Background levels of DTPA-extractable trace elements in calcareous soils and prediction of trace element availability based on common soil properties

Background levels of trace elements (TEs) are a crucial reference to assess the effects of human activity on soils globally. Traditionally background levels based on total TEs have been determined. However, levels of available TEs, the quantity of TEs that affects soil organisms and plant growth, have much greater relevance for biogeochemical processes. Therefore, here we determined background levels of diethylenetriaminepentaacetic acid (DTPA)-extractable contents of nine TEs in 100 soil samples from a region in Western Iran dominated by calcareous soils that has experienced low levels of human activity.
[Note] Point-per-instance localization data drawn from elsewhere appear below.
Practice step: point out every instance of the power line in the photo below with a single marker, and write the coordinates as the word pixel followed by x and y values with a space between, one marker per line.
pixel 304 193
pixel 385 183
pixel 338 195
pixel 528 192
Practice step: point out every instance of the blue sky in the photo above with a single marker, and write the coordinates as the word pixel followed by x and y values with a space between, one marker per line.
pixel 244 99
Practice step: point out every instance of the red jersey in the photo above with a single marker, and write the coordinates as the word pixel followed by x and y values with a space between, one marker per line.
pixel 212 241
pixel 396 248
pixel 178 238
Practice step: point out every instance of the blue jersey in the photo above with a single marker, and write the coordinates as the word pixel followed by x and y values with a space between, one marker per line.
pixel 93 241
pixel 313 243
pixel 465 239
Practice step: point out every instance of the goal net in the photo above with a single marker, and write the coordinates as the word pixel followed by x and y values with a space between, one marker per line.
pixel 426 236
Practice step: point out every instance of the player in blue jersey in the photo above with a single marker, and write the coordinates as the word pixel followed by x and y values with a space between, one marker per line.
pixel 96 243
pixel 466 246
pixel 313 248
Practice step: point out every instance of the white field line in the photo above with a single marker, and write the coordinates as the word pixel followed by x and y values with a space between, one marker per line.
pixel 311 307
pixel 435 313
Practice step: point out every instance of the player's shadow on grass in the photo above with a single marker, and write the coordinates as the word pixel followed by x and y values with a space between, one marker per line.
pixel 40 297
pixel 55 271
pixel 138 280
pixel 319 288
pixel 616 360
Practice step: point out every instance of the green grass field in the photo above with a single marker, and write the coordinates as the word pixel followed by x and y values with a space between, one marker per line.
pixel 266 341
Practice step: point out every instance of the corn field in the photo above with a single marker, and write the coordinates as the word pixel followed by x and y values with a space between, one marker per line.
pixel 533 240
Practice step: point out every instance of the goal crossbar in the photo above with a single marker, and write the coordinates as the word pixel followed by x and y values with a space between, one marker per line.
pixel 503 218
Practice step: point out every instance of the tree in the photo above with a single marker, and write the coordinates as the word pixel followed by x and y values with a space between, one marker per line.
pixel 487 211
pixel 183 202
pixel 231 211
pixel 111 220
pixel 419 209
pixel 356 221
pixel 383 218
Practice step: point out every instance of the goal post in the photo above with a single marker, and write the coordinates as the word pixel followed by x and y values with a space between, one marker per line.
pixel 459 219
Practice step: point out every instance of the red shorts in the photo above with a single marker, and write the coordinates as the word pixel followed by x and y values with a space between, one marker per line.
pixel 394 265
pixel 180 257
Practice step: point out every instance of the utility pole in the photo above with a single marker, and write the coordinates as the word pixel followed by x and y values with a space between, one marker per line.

Background levels determined using the iterative 2-delta technique were as follows (with comparable results using the distribution function method): Mn 11.6, Fe 6.9, Pb 1.6, Cu 1.1, Ni 0.6, Zn 0.6, Co 0.4, Cd 0.3, and Cr 0.1 mg kg(-1). We further assessed how much of the variance in percentage available of total TE levels (DTPA-extractable fractions) can be explained by common soil properties. Unsurprisingly, pH and calcium carbonate equivalency were crucial parameters and for example explained 34 % of Cr availability. Electric conductivity and clay/sand content were equally important and explained 28 % and 35 % of Cu and Ni availability, respectively. The factor that explained most of the variance across all TEs was the soil organic matter content (explained for example 41 % and 21 % of Mn and Zn avail-ability). Interestingly, the DTPA-extractable fractions of Cu, Mn, and Ni increased 4-fold and Zn 2-fold with an increase in organic matter (OM) content from 0.1 to 2 % in such high-pH soils. Multiple linear regression modelling using common soil properties reliably predicted TE availability (R(2 )values for measured versus predicted availability 84-93 %). These findings could help understand and predict TE behavior in calcareous soils and guide management practices.